The decision to save or invest for future financial gain requires a lot of thought and research. The correct decision will depend entirely on whether you wish to save for something in the short term or you wish to invest for long term goals. This article aims to highlight the pros and cons of investing and saving, so that you will be able to make a more informed choice.
Deciding on whether you wish to save or invest depends on what you wish to use your money for, for example if you are saving for a holiday or deposit on a house you will more than likely require access to your money in the next few years. In contrast if you are saving for your retirement you will be able to save your money for a longer term to maximise profit.
It is always useful to get expert advice when making financial decisions, Chris Pivik is a private equity investment analyst who has years of experience.
Investing your money is not without risk, but is likely to have a higher financial return in comparison to saving. Investing should be seen as a long term option of 10 years or more.
What is the difference between saving and investing?
Saving – Saving is a low risk option, but your returns will be governed by the interest rate, which is currently low.

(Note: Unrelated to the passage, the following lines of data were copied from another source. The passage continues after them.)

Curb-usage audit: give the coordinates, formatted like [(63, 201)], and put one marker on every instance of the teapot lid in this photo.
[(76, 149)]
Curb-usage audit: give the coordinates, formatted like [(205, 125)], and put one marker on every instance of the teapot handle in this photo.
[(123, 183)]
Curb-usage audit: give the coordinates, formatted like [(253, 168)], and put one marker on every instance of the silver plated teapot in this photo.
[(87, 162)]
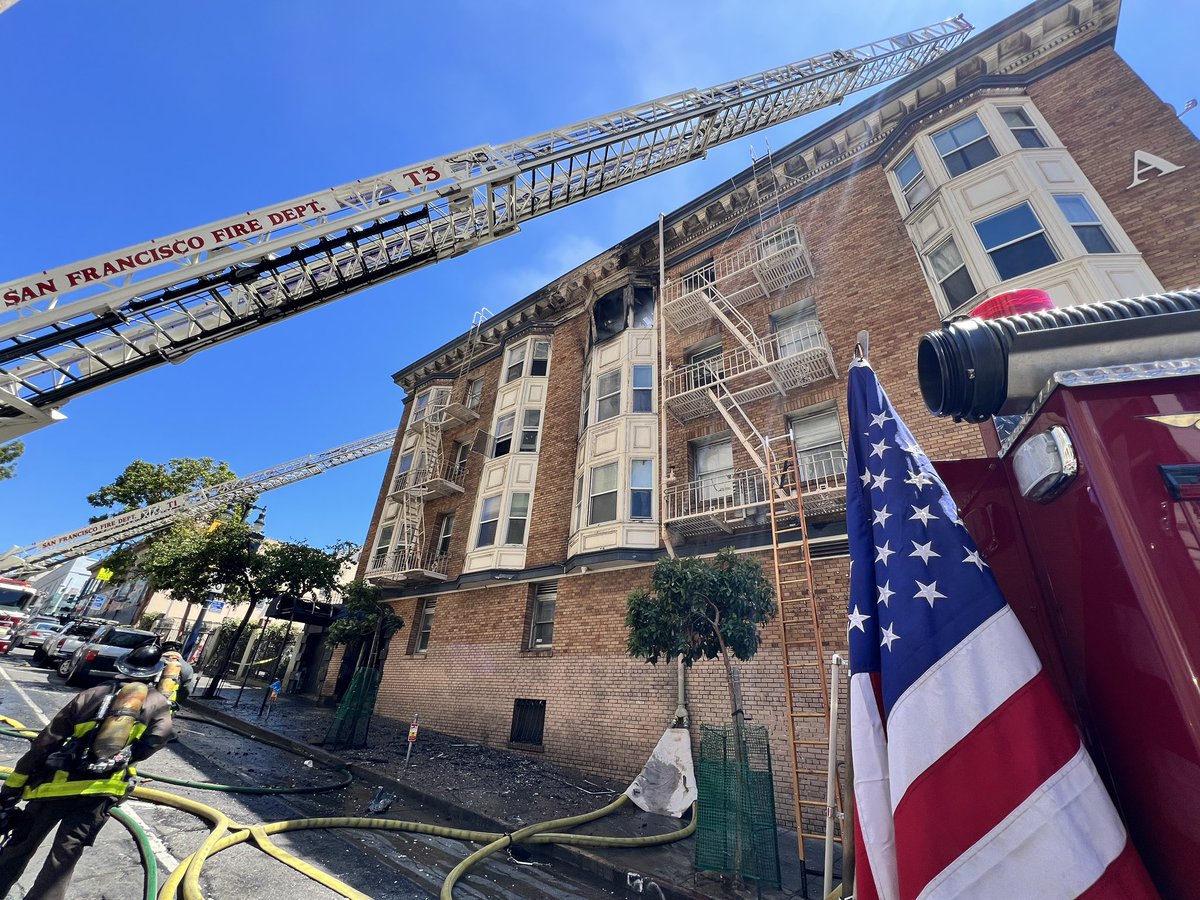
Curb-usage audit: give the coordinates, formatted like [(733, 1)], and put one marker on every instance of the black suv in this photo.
[(97, 658)]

Saving accounts are easy to set up and allow easy access to funds, especially useful if you require your money quickly in cases of financial emergencies. There is no risk to your capital as your savings will receive some protection. Your savings will receive interest and will steadily grow. It is easy to schedule monthly amounts to be put into a savings account, therefore making budgeting easy. One thing to consider though is as years pass it is possible for inflation to rise above interest rates, if this happens the “real value” of your savings can drop.
Investment – Investment involves risk and potentially you could end up with less money than you started. However, investments that do well are extremely profitable, providing higher returns than savings. Investing your money should be seen as a long term goal, to allow fluctuations in the market, the longer you invest the higher the potential returns. Investments are usually made in stocks and shares, but you could consider investing in properties or commodities. It is a good idea to build an investment portfolio, so you don’t put all your eggs in one basket – so to speak.
To conclude it is important to devise a plan of your future financial goals. All your goals will have different timescales for when you want to achieve them. If your goals are mainly long-term it would be a good idea to research investing your money. Short-term goals may be better served by saving. If you have a mixture you could consider a mixture of investments and saving plans. Whichever you choose always seek good independent financial advice.